Coach remembers fallen player, OSU top recruit
Published: Wednesday, May 2, 2001
Updated: Saturday, June 16, 2012 00:06
One of the top high school running backs in the state, who had verbally committed to Ohio State, died suddenly Monday while playing a pick-up basketball game.
Eighteen-year-old Drushaun Humphrey was a 6-foot-3, 240-pound running back from Toledo Roger High School.
“It affected everyone (at school), not just his teammates. He was a fun loving kid,” said Rich Rios, his high school coach.
Humphrey died at 6:15 p.m. Monday, apparently of a heart attack. An autopsy was expected to be completed by the Lucas Country Corner yesterday.
“He was playing basketball at a friend’s house,” Rios said. “He collapsed. His friends thought that he was joking around. That’s the kind of guy he was.”
Rios said Humphrey was an unselfish kid which was one reason so many classmates liked him. Besides being one of the biggest guys walking through his high school’s halls, Humphrey was just another guy, Rios said.
Humphrey, who was an All-Ohio special mention as a junior, had verbally committed to play football for the Buckeyes.
“I don’t know him that well. I know our people felt real strong about him, and coach Cooper offered him a scholarship,” OSU coach Jim Tressel said. “Back here at youth camp, he made such an impression ... being the type of person we would like at OSU.”
Rios said Humphrey set several school records for his high school, which include five touchdowns in one game and scoring 21 times last season. “He was incredible, he could run a 4.4 forty,” Rios said.
“The team is struggling. They are pretty devastated.

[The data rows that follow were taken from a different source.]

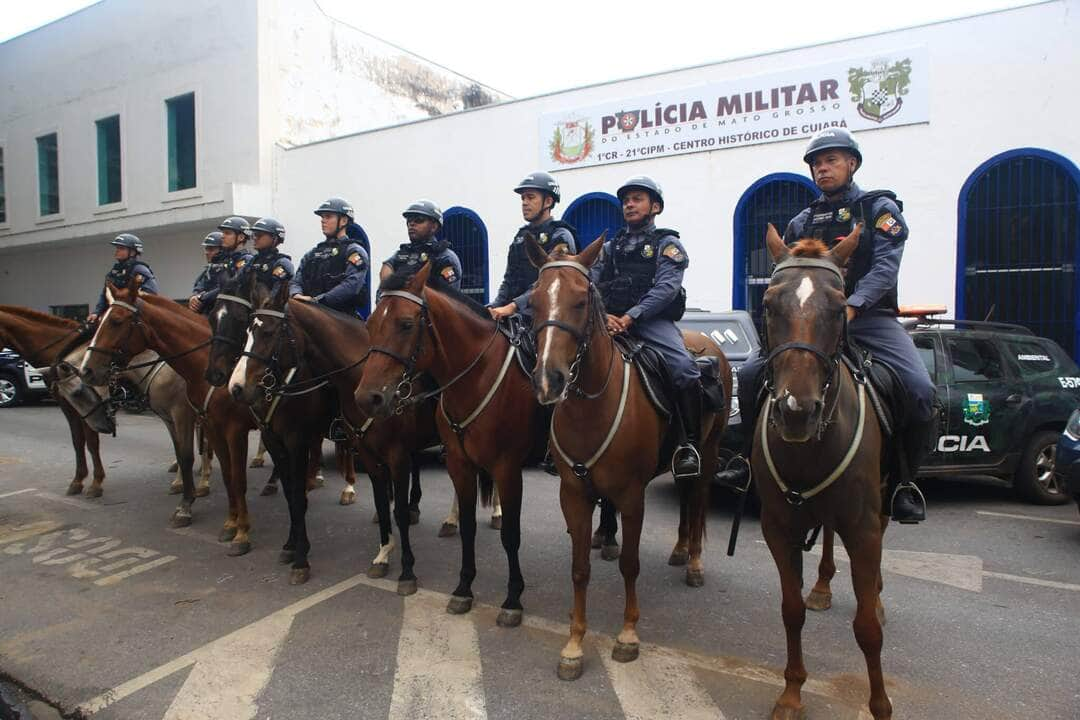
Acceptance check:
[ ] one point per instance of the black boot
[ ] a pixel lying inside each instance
(686, 462)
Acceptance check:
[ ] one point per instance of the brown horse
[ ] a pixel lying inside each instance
(42, 339)
(136, 322)
(818, 451)
(607, 437)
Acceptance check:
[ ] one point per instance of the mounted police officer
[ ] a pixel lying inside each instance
(127, 265)
(871, 280)
(271, 267)
(334, 272)
(422, 220)
(639, 275)
(230, 259)
(539, 193)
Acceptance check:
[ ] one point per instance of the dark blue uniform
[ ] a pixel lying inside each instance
(639, 273)
(224, 267)
(444, 261)
(335, 273)
(121, 274)
(521, 275)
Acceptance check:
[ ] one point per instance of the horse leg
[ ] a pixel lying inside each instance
(509, 485)
(578, 513)
(865, 553)
(78, 430)
(464, 475)
(628, 642)
(787, 556)
(821, 596)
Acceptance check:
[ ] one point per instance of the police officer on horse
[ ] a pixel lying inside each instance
(639, 276)
(127, 265)
(422, 221)
(539, 193)
(871, 280)
(225, 265)
(271, 267)
(334, 272)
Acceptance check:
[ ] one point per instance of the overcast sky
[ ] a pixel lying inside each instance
(531, 48)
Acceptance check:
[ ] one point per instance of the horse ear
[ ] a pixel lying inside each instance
(844, 248)
(775, 244)
(589, 256)
(538, 256)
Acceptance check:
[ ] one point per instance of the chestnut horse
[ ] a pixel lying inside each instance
(818, 451)
(41, 340)
(136, 322)
(606, 436)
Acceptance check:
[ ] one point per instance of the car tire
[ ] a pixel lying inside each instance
(11, 392)
(1035, 479)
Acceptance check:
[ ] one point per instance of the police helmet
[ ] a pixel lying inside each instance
(542, 181)
(643, 182)
(129, 241)
(238, 225)
(427, 208)
(833, 138)
(338, 205)
(213, 240)
(271, 227)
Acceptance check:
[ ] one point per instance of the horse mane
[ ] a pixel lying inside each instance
(810, 247)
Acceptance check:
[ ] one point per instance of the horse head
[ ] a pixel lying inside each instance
(566, 312)
(228, 323)
(402, 343)
(120, 335)
(805, 318)
(268, 353)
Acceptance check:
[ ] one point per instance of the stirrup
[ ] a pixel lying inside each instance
(697, 460)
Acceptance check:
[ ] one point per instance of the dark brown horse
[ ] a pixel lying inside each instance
(135, 322)
(488, 418)
(606, 436)
(41, 339)
(818, 451)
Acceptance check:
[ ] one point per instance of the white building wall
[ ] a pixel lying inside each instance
(998, 82)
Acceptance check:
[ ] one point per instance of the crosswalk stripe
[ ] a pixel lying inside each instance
(439, 666)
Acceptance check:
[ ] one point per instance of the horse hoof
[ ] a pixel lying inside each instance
(458, 606)
(235, 549)
(570, 668)
(624, 652)
(818, 600)
(678, 558)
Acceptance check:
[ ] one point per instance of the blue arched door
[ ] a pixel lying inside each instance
(774, 199)
(593, 214)
(1017, 240)
(468, 238)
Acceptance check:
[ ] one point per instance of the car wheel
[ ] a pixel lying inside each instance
(1035, 479)
(11, 393)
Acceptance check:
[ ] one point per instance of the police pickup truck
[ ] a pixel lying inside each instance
(1007, 395)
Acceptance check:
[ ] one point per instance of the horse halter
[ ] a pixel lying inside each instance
(831, 362)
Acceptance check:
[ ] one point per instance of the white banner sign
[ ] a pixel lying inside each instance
(859, 94)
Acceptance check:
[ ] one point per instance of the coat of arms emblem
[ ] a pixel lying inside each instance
(878, 91)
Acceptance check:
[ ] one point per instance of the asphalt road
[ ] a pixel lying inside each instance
(105, 610)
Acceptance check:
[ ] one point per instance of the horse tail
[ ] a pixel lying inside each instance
(486, 488)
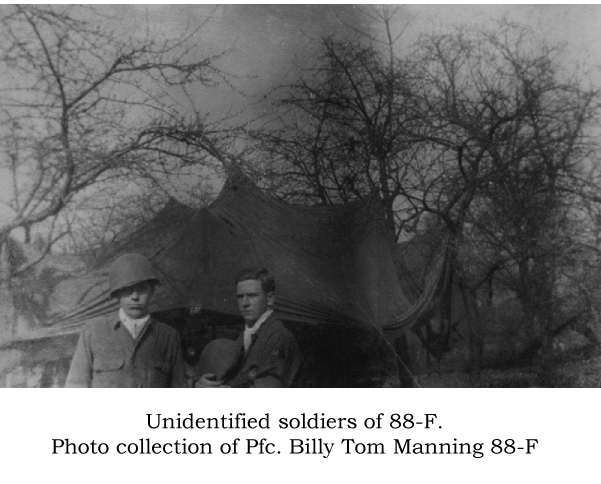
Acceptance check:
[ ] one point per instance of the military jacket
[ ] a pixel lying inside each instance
(272, 360)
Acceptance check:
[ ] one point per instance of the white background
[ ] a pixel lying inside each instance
(565, 422)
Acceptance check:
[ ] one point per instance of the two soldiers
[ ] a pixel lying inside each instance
(135, 350)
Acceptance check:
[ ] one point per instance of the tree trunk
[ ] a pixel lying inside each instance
(8, 313)
(475, 343)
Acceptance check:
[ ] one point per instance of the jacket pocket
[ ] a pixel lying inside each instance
(108, 364)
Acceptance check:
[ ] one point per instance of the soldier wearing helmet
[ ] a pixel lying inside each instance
(131, 349)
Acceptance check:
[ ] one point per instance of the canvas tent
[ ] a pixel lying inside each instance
(332, 264)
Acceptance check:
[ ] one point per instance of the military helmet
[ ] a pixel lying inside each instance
(130, 269)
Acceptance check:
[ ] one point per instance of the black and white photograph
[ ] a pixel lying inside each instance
(300, 196)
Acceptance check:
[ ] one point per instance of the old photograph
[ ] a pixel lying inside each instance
(316, 196)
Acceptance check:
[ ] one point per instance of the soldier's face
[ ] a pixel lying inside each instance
(252, 301)
(135, 300)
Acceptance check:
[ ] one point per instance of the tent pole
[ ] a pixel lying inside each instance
(403, 361)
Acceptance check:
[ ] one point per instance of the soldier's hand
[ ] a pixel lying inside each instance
(208, 381)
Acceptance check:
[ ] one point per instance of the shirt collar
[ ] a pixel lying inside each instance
(249, 332)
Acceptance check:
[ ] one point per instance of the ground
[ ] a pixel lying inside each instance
(580, 369)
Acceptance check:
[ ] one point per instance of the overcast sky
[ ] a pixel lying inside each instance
(267, 39)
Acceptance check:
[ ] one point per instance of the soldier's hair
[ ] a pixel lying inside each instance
(257, 274)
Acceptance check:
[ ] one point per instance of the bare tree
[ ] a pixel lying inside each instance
(509, 136)
(85, 106)
(341, 130)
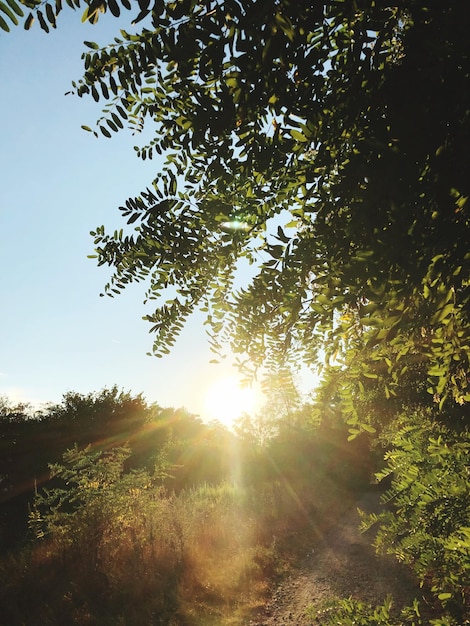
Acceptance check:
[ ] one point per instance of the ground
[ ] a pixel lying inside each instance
(340, 564)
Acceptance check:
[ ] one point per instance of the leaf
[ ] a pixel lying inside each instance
(14, 7)
(114, 8)
(29, 21)
(3, 25)
(298, 136)
(105, 131)
(6, 9)
(42, 22)
(50, 15)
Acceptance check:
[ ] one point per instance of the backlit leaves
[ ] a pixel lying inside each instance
(323, 129)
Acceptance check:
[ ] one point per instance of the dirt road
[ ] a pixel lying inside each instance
(339, 565)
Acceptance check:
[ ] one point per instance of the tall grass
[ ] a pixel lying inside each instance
(126, 551)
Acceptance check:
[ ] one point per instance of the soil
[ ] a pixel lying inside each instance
(341, 564)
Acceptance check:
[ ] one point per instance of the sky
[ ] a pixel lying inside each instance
(58, 182)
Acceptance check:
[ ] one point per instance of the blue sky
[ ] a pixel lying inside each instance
(58, 183)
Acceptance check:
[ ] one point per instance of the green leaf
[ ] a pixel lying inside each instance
(29, 21)
(6, 9)
(3, 25)
(298, 136)
(444, 596)
(105, 131)
(14, 6)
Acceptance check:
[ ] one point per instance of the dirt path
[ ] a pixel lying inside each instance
(342, 564)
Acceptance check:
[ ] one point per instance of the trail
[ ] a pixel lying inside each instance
(340, 565)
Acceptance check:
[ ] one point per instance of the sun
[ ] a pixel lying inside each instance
(227, 400)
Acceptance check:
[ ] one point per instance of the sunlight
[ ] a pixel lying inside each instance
(227, 400)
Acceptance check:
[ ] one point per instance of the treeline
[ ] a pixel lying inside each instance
(116, 511)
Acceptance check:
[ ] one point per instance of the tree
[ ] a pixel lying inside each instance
(323, 143)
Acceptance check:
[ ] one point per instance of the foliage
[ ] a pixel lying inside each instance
(350, 612)
(325, 144)
(113, 546)
(426, 525)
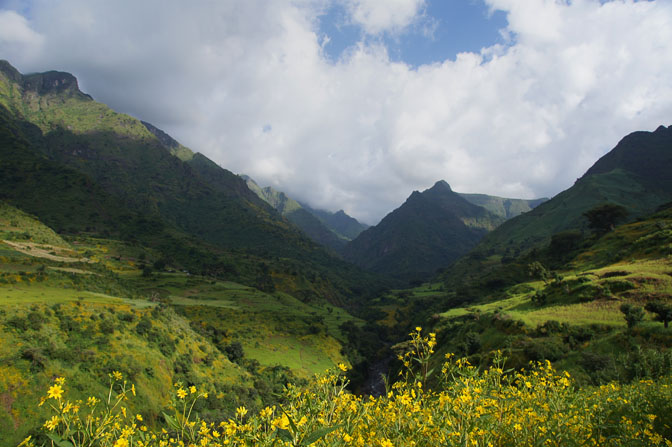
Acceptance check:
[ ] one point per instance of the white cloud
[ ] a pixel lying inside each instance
(16, 36)
(378, 16)
(248, 84)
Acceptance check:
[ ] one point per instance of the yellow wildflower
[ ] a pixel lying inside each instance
(51, 423)
(241, 411)
(55, 391)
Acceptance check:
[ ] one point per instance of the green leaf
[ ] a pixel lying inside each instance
(291, 422)
(319, 434)
(285, 435)
(172, 423)
(58, 441)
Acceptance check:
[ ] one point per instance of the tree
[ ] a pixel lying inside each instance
(662, 310)
(537, 270)
(633, 314)
(603, 218)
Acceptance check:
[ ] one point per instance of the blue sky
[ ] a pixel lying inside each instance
(340, 123)
(446, 28)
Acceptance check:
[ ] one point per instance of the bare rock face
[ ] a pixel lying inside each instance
(50, 82)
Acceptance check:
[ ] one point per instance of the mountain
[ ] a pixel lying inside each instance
(501, 206)
(345, 226)
(634, 175)
(79, 166)
(429, 231)
(298, 215)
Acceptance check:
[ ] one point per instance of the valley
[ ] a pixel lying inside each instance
(127, 258)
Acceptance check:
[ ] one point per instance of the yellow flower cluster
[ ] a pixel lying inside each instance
(537, 407)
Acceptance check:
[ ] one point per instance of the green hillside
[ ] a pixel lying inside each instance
(345, 226)
(503, 207)
(85, 307)
(570, 314)
(429, 231)
(107, 173)
(306, 221)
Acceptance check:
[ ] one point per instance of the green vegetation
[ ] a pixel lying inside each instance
(132, 265)
(429, 231)
(469, 407)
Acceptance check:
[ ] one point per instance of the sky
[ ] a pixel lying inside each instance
(354, 104)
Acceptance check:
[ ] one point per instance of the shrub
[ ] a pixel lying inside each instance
(471, 407)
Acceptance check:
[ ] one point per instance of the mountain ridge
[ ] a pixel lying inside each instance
(428, 231)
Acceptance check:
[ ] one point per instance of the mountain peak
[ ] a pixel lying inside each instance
(43, 83)
(441, 185)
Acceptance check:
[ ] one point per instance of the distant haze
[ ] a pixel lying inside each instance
(255, 86)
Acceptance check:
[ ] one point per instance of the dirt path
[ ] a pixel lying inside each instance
(39, 251)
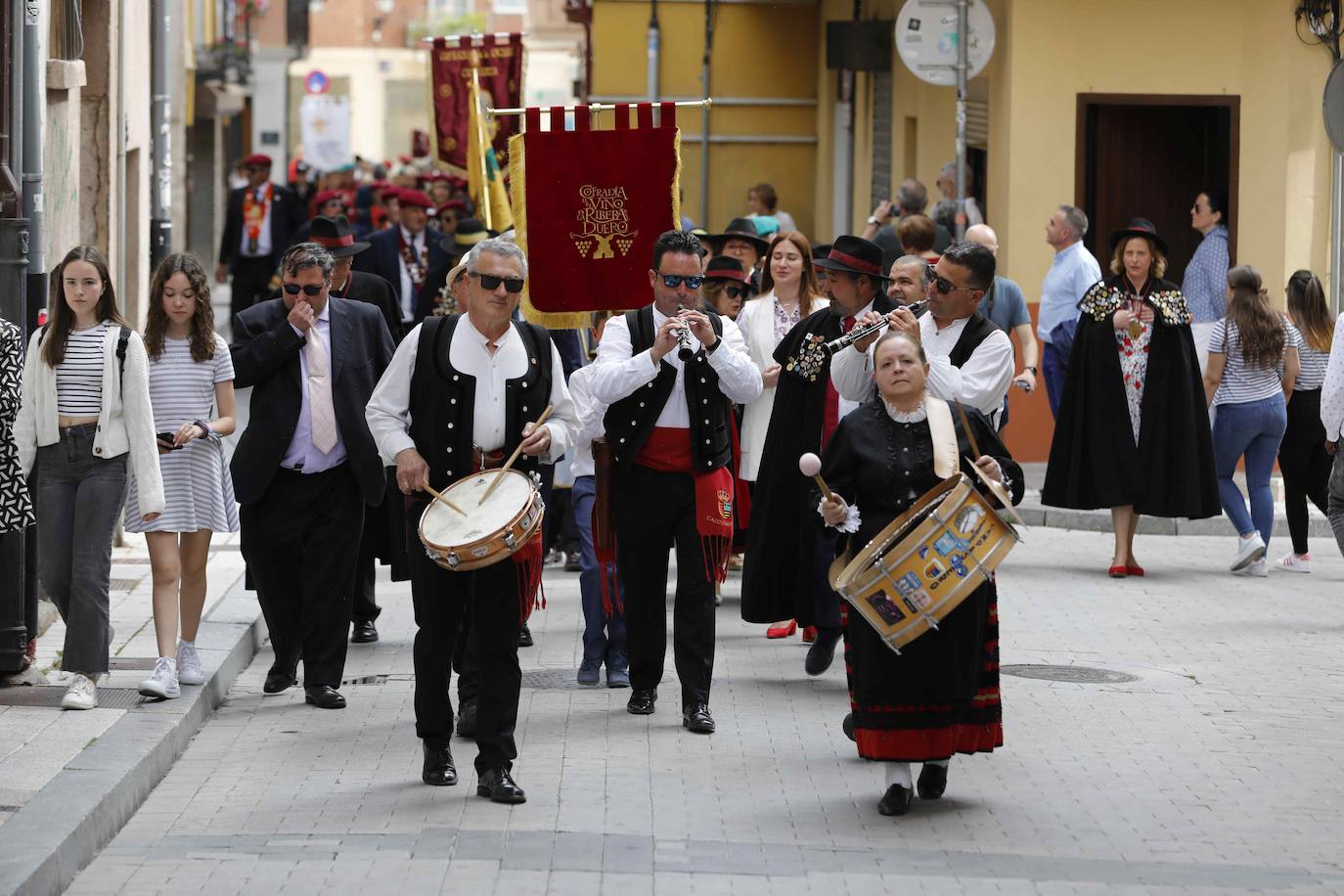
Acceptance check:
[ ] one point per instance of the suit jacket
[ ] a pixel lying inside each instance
(287, 212)
(265, 352)
(383, 256)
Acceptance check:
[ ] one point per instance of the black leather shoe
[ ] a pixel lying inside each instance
(499, 786)
(933, 781)
(895, 801)
(467, 719)
(324, 697)
(438, 767)
(642, 702)
(822, 651)
(696, 718)
(279, 680)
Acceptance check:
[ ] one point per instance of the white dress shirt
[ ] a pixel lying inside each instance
(617, 374)
(981, 381)
(388, 410)
(1332, 389)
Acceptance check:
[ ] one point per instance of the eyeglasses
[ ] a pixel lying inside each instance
(672, 281)
(491, 283)
(311, 289)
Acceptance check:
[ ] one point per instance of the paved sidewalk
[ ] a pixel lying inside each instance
(1213, 769)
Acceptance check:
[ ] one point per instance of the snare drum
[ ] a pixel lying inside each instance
(482, 533)
(926, 561)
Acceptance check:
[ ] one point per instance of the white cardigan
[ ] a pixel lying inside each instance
(125, 418)
(755, 320)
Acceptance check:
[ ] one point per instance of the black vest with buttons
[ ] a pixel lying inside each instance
(442, 400)
(631, 421)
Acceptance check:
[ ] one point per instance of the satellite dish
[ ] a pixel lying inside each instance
(926, 39)
(1333, 105)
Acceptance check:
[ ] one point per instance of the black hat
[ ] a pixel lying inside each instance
(854, 255)
(1139, 227)
(739, 229)
(335, 236)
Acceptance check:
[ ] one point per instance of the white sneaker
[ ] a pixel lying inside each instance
(190, 672)
(1247, 553)
(82, 694)
(162, 684)
(1293, 563)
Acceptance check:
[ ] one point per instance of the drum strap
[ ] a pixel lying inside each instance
(945, 452)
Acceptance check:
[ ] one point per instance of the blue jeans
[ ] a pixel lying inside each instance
(604, 640)
(1254, 430)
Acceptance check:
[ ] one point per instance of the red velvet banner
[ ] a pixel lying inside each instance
(593, 203)
(500, 67)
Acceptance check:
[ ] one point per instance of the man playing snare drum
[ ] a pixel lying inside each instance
(468, 406)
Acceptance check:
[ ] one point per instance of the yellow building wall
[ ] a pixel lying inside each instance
(761, 51)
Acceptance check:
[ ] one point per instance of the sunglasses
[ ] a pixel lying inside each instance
(491, 283)
(311, 289)
(672, 281)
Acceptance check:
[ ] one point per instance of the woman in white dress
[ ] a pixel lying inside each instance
(191, 374)
(789, 293)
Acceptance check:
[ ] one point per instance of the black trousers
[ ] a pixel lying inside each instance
(653, 512)
(488, 602)
(300, 542)
(251, 281)
(1304, 464)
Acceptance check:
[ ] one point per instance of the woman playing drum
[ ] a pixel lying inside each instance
(940, 694)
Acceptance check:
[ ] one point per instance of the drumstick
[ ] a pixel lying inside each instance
(811, 465)
(439, 496)
(514, 456)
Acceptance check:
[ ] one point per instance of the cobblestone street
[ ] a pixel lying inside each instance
(1214, 769)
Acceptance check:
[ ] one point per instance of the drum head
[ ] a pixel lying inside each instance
(444, 527)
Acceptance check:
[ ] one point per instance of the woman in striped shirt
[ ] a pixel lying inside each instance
(191, 374)
(1304, 458)
(1251, 368)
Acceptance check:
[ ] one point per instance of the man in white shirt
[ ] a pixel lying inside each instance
(970, 360)
(460, 395)
(671, 377)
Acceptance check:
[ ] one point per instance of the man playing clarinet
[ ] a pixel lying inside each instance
(671, 377)
(460, 395)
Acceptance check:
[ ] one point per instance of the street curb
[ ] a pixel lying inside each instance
(57, 833)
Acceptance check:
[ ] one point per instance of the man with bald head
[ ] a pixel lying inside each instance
(1006, 308)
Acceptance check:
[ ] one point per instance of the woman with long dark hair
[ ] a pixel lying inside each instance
(85, 418)
(1304, 457)
(1251, 368)
(191, 374)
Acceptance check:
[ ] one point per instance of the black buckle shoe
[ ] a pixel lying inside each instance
(499, 786)
(438, 767)
(696, 718)
(642, 702)
(933, 781)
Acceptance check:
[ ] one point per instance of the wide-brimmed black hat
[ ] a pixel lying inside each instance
(1139, 227)
(739, 229)
(335, 236)
(854, 255)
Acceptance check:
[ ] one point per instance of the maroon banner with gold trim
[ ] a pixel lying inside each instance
(589, 204)
(499, 64)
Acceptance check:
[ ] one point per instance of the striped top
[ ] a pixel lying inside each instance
(1242, 383)
(79, 375)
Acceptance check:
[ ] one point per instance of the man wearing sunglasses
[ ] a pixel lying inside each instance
(461, 394)
(306, 465)
(669, 377)
(970, 360)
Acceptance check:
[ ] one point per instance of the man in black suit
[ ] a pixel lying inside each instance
(405, 254)
(259, 222)
(306, 465)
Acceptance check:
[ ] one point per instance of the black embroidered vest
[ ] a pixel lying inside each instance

The school was very quiet today,” Rios said yesterday. “This may be the toughest thing I’ve had to deal with in my life.”
Rios said he told the football team they would have to go on, because Humphreys would have wanted the team to continue.
Humphreys had been recruited by many schools across the country, but Rios said he was set on playing in Ohio Stadium as a Buckeye.
“On behalf of coach Cooper and the staff, our heart-felt thoughts and prayers go out to his family,” Tressel said.
Tressel added that the death was surprising in such a vibrant and healthy young person. “It’s one of those things that’s hard to comprehend.”
Tressel said several OSU players have approached Tressel asking about sending a card and signed jersey.
This was not the first time Tressel has dealt with the death of a football player.
Tressel said during the first game he coached as a graduate assistant at Akron, a player died on the field of the season opener.
“The young man I had an experience with, was a heart thing as well,” Tressel said.
“(Humphrey) had tremendous ability and he was one of the fellas, that’s a special guy,” Tressel said.